Last week I wrote about the reality many of us face at one time or another during our lives; that of being a caregiver for another person, whether it’s a parent, child, spouse, sibling, or other person. Last week I attended a support group for caregivers of individuals with Alzheimer’s, and heard a very interesting illustration I wanted to share with you.

The facilitator pointed out that if you had a glass that was filled half-way with a liquid, some might say that the glass is half-empty, and others might say that it is half-full. We know that people tend to be somewhat “hard-wired” as either optimistic or pessimistic, with one more likely to see the positives and another more likely to identify the negatives in life.

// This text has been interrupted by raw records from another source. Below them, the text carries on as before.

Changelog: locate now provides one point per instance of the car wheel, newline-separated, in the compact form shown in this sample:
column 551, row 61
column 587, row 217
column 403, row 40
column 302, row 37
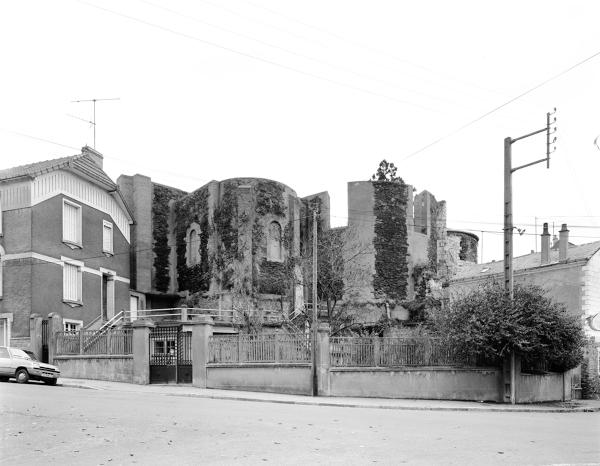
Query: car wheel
column 22, row 376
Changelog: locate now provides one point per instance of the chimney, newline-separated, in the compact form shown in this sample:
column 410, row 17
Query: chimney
column 563, row 243
column 545, row 245
column 96, row 156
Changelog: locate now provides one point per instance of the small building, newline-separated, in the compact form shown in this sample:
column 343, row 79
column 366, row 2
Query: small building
column 64, row 244
column 569, row 273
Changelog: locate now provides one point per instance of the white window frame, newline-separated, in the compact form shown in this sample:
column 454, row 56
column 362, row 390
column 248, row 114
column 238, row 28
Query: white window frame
column 77, row 243
column 107, row 225
column 2, row 253
column 0, row 213
column 77, row 323
column 79, row 285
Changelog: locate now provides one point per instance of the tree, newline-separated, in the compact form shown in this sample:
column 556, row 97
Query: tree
column 339, row 252
column 485, row 324
column 385, row 172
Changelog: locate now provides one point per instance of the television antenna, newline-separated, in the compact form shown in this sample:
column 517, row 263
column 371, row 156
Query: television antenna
column 93, row 122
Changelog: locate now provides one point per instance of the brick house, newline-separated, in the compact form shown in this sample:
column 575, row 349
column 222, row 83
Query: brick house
column 64, row 244
column 569, row 273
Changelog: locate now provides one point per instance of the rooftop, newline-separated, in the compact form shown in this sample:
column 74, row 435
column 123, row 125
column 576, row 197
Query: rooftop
column 83, row 163
column 528, row 261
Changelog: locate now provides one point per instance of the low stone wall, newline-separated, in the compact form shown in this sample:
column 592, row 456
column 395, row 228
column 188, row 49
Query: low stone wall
column 433, row 383
column 113, row 368
column 292, row 379
column 535, row 388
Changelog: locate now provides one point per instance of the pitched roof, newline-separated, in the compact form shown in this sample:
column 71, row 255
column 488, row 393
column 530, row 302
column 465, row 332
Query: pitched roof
column 83, row 163
column 528, row 261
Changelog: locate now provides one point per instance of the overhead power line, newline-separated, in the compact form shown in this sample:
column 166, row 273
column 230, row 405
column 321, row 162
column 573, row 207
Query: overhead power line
column 29, row 136
column 256, row 57
column 495, row 109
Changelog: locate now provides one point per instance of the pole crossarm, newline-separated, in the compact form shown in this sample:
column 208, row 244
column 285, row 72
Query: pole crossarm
column 545, row 159
column 529, row 135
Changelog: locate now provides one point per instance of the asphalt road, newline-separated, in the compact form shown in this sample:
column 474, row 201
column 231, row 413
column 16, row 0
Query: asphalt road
column 61, row 425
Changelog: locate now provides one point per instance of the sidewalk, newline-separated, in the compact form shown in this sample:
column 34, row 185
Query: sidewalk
column 377, row 403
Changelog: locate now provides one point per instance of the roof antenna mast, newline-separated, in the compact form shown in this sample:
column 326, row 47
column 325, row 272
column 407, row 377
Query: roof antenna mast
column 93, row 122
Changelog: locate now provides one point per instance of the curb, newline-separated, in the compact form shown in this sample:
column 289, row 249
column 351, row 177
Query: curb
column 363, row 406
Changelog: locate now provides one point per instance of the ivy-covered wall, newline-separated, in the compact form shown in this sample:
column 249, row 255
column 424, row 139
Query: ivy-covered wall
column 161, row 197
column 193, row 208
column 390, row 241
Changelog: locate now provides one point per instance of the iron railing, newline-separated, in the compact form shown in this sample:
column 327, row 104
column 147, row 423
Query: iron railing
column 260, row 348
column 393, row 352
column 188, row 313
column 90, row 342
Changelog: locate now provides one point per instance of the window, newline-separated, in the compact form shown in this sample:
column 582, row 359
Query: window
column 71, row 223
column 192, row 253
column 107, row 237
column 0, row 213
column 72, row 325
column 274, row 252
column 72, row 281
column 1, row 267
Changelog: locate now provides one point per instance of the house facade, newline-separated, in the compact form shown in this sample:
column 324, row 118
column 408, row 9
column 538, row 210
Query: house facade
column 64, row 244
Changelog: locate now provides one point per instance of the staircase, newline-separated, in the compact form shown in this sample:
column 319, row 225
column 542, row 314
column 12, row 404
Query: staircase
column 117, row 319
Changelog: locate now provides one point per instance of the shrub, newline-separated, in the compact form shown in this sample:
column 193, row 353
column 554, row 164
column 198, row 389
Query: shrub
column 485, row 324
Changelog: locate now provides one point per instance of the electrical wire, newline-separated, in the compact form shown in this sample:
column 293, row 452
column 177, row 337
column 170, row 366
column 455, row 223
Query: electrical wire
column 257, row 58
column 495, row 109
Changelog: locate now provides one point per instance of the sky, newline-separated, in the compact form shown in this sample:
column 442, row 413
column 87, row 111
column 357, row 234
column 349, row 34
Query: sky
column 315, row 94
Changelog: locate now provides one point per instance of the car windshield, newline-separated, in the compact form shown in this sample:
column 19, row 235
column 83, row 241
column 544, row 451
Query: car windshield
column 17, row 353
column 31, row 355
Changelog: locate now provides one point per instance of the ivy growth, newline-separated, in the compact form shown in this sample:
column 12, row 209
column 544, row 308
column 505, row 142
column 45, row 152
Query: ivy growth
column 193, row 208
column 390, row 242
column 160, row 233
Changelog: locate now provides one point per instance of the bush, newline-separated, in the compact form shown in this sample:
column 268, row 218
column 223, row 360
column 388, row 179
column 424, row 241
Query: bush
column 486, row 325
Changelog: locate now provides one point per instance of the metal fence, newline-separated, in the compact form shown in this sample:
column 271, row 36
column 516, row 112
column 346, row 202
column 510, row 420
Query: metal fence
column 273, row 348
column 392, row 352
column 91, row 342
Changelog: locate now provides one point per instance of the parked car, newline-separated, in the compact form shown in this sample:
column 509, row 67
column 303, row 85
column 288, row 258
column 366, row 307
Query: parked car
column 24, row 366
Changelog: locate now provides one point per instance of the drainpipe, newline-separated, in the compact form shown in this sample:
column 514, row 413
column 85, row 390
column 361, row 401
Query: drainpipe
column 545, row 245
column 563, row 243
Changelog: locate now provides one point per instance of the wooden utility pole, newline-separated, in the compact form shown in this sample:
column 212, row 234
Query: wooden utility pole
column 508, row 223
column 315, row 318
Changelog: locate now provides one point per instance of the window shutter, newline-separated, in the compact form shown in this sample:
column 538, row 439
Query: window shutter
column 71, row 223
column 71, row 283
column 107, row 237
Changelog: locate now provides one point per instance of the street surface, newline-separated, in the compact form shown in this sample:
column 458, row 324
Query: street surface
column 63, row 425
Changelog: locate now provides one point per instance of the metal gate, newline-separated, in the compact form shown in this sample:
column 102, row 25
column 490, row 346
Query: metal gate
column 170, row 355
column 45, row 339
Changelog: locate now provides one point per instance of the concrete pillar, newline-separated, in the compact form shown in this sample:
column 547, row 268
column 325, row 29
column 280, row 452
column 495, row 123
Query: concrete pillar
column 141, row 351
column 35, row 335
column 545, row 245
column 323, row 361
column 55, row 324
column 563, row 243
column 201, row 332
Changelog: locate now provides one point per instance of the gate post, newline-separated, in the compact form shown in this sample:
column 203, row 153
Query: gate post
column 141, row 351
column 55, row 324
column 35, row 335
column 323, row 359
column 201, row 331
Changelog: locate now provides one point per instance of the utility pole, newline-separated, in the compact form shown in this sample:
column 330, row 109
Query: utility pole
column 315, row 318
column 93, row 122
column 508, row 223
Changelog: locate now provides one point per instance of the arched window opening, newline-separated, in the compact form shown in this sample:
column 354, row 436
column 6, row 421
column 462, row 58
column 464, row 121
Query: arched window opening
column 274, row 246
column 192, row 255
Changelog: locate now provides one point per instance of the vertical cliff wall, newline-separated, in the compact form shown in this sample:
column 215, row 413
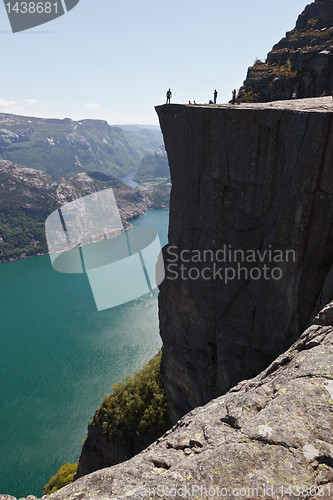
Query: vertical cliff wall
column 257, row 179
column 302, row 61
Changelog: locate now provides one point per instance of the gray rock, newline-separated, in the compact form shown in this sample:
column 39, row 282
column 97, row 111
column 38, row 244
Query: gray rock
column 308, row 47
column 269, row 432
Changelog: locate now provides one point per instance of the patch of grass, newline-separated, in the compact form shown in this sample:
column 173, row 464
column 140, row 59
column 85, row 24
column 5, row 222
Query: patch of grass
column 286, row 70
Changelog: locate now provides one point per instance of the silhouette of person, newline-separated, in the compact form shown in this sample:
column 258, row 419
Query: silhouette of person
column 169, row 95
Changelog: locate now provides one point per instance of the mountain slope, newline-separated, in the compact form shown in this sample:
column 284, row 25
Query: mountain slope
column 154, row 167
column 301, row 62
column 64, row 147
column 28, row 196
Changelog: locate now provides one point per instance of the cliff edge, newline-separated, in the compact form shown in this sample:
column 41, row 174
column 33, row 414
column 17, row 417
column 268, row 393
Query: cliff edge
column 300, row 62
column 269, row 437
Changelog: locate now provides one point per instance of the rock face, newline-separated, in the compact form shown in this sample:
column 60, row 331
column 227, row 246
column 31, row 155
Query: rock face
column 62, row 148
column 269, row 437
column 309, row 50
column 255, row 180
column 153, row 166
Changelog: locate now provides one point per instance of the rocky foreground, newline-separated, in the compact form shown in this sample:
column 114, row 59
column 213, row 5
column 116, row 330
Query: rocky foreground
column 269, row 437
column 301, row 62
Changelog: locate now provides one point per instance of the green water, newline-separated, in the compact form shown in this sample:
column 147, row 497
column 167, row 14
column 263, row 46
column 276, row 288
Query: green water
column 58, row 356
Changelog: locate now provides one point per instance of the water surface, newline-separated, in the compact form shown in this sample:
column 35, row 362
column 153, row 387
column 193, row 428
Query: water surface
column 58, row 356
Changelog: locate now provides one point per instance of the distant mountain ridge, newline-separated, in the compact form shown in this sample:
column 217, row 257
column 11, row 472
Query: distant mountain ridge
column 154, row 167
column 62, row 148
column 301, row 62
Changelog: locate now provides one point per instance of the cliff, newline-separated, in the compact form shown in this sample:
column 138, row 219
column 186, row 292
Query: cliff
column 269, row 437
column 301, row 61
column 153, row 167
column 62, row 148
column 28, row 196
column 250, row 252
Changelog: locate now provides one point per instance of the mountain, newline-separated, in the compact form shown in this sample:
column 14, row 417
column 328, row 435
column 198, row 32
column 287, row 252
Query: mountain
column 268, row 437
column 154, row 168
column 62, row 148
column 250, row 253
column 28, row 196
column 301, row 62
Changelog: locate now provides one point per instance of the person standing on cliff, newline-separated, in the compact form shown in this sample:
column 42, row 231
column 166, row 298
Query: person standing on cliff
column 169, row 95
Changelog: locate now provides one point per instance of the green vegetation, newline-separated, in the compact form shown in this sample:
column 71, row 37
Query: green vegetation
column 22, row 232
column 62, row 148
column 156, row 180
column 64, row 476
column 286, row 70
column 136, row 412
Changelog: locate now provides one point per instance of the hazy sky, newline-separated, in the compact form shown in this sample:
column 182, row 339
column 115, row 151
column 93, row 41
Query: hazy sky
column 115, row 59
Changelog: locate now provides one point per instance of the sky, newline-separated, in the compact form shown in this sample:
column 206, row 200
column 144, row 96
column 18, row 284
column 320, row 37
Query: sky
column 115, row 59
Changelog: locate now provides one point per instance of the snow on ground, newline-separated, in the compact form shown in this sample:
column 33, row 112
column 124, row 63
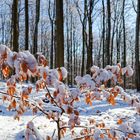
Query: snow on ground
column 11, row 129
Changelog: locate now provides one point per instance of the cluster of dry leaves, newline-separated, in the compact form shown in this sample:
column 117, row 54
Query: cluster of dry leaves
column 22, row 66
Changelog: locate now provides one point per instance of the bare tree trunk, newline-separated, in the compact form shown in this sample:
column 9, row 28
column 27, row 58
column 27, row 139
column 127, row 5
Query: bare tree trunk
column 84, row 37
column 67, row 28
column 71, row 53
column 26, row 26
column 103, row 34
column 108, row 33
column 51, row 17
column 15, row 26
column 137, row 42
column 124, row 41
column 59, row 34
column 35, row 46
column 90, row 44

However, the point of this illustration wasn’t whether the glass was half-empty or half-full. The point was that if you have to hold that glass for an hour, you can probably do that. If you have to hold it for six hours, you might be able to do that. But if you have to hold it for 24 hours, you’ll likely get too frustrated, fatigued, shaky, or downright exhausted to continue holding the glass.

The point was this: when you are a full-time caregiver, whether you have a positive attitude or a more pessimistic attitude, you are likely to eventually experience frustration, fatigue, and total exhaustion.

Are you caring for a child with autism or some other developmental or physical disability? A parent with Parkinson’s or Alzheimer’s? A spouse with mental illness? I hope you can find help with the burden of around-the-clock caregiving. Respite programs, support groups, coffee with friends, a few minutes to do something you enjoy, or time to focus on something other than the questions/problems/activities of providing care for another person are likely to enable you to take up the glass again later. And I’m finding that if others know of the needs, they are likely to want to help!